Otro suspiro para desahogar sus ganas de echarme en cara aquel chirlo.
—¿Por eso te escondes? ¿Tienes miedo?
—Hay una cosa que debo hacer.
—¿Más importante que el Tonel?
Me detengo. Tiene razón, le debo una explicación.
—Hay cosas que deben hacerse y basta.
—Cuando los hombres hablan así es para irse para siempre o es porque tienen alguna venganza que cumplir.
Sonrío ante su agudeza, sentándome al lado de ella:
—Volveré. De esto puedes estar segura.
—¿Adónde vas? ¿Tiene algo que ver con los judíos con los que tienes negocios?

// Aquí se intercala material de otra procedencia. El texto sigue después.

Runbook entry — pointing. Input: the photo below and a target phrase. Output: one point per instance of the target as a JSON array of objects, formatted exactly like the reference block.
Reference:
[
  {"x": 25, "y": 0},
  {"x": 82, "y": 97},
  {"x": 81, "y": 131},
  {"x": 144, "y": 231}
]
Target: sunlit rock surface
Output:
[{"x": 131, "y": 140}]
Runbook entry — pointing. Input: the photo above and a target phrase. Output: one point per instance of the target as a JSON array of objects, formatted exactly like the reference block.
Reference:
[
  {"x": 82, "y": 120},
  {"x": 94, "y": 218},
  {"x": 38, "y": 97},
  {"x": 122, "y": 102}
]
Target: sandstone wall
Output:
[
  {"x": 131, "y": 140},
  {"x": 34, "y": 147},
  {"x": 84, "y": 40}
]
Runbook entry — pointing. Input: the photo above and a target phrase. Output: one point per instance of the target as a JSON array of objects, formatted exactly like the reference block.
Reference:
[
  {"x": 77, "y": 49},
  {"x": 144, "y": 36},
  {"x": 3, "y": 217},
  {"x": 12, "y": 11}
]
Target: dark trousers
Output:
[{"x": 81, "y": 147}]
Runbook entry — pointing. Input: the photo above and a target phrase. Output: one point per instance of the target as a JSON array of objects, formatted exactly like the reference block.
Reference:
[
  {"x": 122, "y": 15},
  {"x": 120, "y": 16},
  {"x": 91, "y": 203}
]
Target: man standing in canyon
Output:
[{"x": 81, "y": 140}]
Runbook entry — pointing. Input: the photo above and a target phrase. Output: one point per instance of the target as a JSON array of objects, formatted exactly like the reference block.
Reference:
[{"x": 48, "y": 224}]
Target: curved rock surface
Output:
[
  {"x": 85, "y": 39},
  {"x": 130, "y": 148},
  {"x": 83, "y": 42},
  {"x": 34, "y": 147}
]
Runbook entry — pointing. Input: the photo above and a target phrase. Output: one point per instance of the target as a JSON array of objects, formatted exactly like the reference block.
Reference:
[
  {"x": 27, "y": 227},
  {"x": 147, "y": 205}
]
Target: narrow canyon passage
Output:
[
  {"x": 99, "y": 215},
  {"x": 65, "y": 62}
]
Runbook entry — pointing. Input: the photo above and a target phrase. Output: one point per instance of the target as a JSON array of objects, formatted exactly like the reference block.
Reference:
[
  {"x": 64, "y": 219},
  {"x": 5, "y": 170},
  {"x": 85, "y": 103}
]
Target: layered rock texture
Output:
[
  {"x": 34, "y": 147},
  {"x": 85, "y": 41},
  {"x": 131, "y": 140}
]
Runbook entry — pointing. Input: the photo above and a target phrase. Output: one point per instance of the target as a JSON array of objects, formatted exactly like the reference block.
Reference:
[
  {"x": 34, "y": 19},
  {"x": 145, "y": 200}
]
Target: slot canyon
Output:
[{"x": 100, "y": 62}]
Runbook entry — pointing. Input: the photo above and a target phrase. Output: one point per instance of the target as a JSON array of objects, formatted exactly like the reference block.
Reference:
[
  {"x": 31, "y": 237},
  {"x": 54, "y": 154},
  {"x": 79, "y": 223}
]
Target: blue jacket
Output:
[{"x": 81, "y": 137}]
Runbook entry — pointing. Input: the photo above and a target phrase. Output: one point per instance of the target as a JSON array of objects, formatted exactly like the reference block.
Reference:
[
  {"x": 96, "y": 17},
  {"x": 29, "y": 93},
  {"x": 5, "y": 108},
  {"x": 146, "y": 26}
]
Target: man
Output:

—Esto es mejor que no lo sepas. Hay unas viejas cuentas que arreglar, tienes razón. Tan viejas como yo.
Demetra sacude la cabeza, un velo de tristeza empaña el verde de sus ojos:
—Uno tiene que saber elegir a sus enemigos, Ludovico. No malquistarse con gente equivocada.
La obsequio con una abierta sonrisa, está más preocupada por mí que por el burdel.
—No temas: he salvado el pellejo en situaciones peores. Es mi especialidad.
Viterbo, 5 de abril de 1547
Movimientos imperceptibles. Un lento arrastrarse de insectos, que uno solo puede captar si mira fijamente y se queda encantado por el casi imperceptible agitarse de las briznas de hierba.
Es difícil imaginar si hay un orden secreto en ese hormigueo, una armonía, un fin.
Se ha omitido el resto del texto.